Un entretien avec Edgard
Je vous ai déjà dit comment j’ai rencontré Edgard ? Je l’ai « trouvé » à la « buvette des jeunes » lors du dernier match de l’année. Il y avait beaucoup de monde et il jouait des coudes pour accéder au comptoir (visiblement trop haut, peu adapté pour accueillir « les jeunes »…). Ce sont d’abord mes côtes qui ont fait connaissance avec son coude droit. J’ai regardé le type qui s’agitait ainsi à mes côtés. A première vue, sympa mais bavard. Il avait l’air content. « Quel but le noir là ! » me lance-t-il. Il n’y en avait eu qu’un seul (de but) juste avant la fin du match. Je ne pouvais pas me tromper sur l’identité du joueur à féliciter. « Richard Soumah, il avait pourtant l’air au bout du rouleau et puis subitement il retrouve l’énergie d’aller marquer… ».
Voilà, ça c’est le début.
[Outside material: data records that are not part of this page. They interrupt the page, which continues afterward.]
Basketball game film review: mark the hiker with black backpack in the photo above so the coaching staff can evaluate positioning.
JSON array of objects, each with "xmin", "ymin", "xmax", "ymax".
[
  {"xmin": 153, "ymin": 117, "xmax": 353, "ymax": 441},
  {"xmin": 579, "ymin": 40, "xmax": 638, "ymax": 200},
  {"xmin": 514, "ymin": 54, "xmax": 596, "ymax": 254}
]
Et quelques verres de bière plus tard on discutait encore de foot, de stades, d’équipes, de coups de sifflet, de pelouse et… de démocratie ! Edgard m’expliquait sa « vision du monde »… « Moi, je vois ça comme ça » me dit-il. « Comme un très grand stade. Il y a de très bonnes équipes qui jouent sur le terrain : la nôtre et « les autres ». On doit gagner. Et à chaque but, on gueule comme des fous dans les gradins. La mi-temps c’est comme le Doudou, on boit des pintes. Et la troisième mi-temps c’est le 21 juillet, on boit des pintes. Pour mettre de l’ordre sur le terrain, il y a un type en noir avec un gros sifflet. C’est le premier ministre quoi. Il distribue des cartons jaunes et des cartons rouges. Tu vois le symbole? Rouge, Jaune, Noir. Et pour que notre terrain ne soit pas envahi, les « visiteurs », on les parque dans un coin des tribunes derrière des grilles. On peut en accepter 200 à chaque match, on ne peut pas accueillir toute la misère du monde… Après le match on ne traîne pas trop, le lendemain on boulote.»
Là, je commençais à avoir du mal à avaler… Dans ma tête, chaque fois qu’il disait « stade », je pensais « Santiago du Chili ». Et les « visiteurs parqués derrière des grilles » sonnaient du côté de Vottem… Bon je n’allais pas le prendre de front. Je me suis mis à parler de ma conception à moi de « vivre ensemble ». « Pour moi ce sera une très grande fête. Il y aura du soleil, tous les habitants seront contents de se rencontrer et de parler de choses et d’autres. Toutes les familles vont apporter à boire et à manger (tout ça confectionné avec les fruits et les légumes de leur jardin). On chantera, on dansera. Des gens venus de très loin nous feront écouter leur musique et nous on essaiera de danser comme eux. Ça va faire rire tout le monde, mais c’est cela le but. Les enfants vont inventer des jeux avec ce qu’ils trouveront sur place. J’en vois déjà courir derrière un pneu qu’ils guident avec un bâton. Cerise sur le gâteau, il n’y aura pas d’entrée à payer, pas d’ « invités VIP » ni des « joueurs-vedettes », sur la pelouse, tous égaux dans notre diversité ».
J’allais lui préciser tout cela, lui parler d’autogestion, du droit de contrôle et de révoquer les élus, de la mise au pas de la finance qui a provoqué tant de crises, de la mise hors d’état de nuire des groupes de l’énergie fossile qui conduisent notre planète à la catastrophe, j’avais encore tant de choses à lui dire… Mais je me suis rendu compte qu’Edgard avait posé sa tête sur ses bras repliés sur la table et dormait. J’étais au moins content de ne pas l’avoir énervé avec mes délires abracadabranstesques.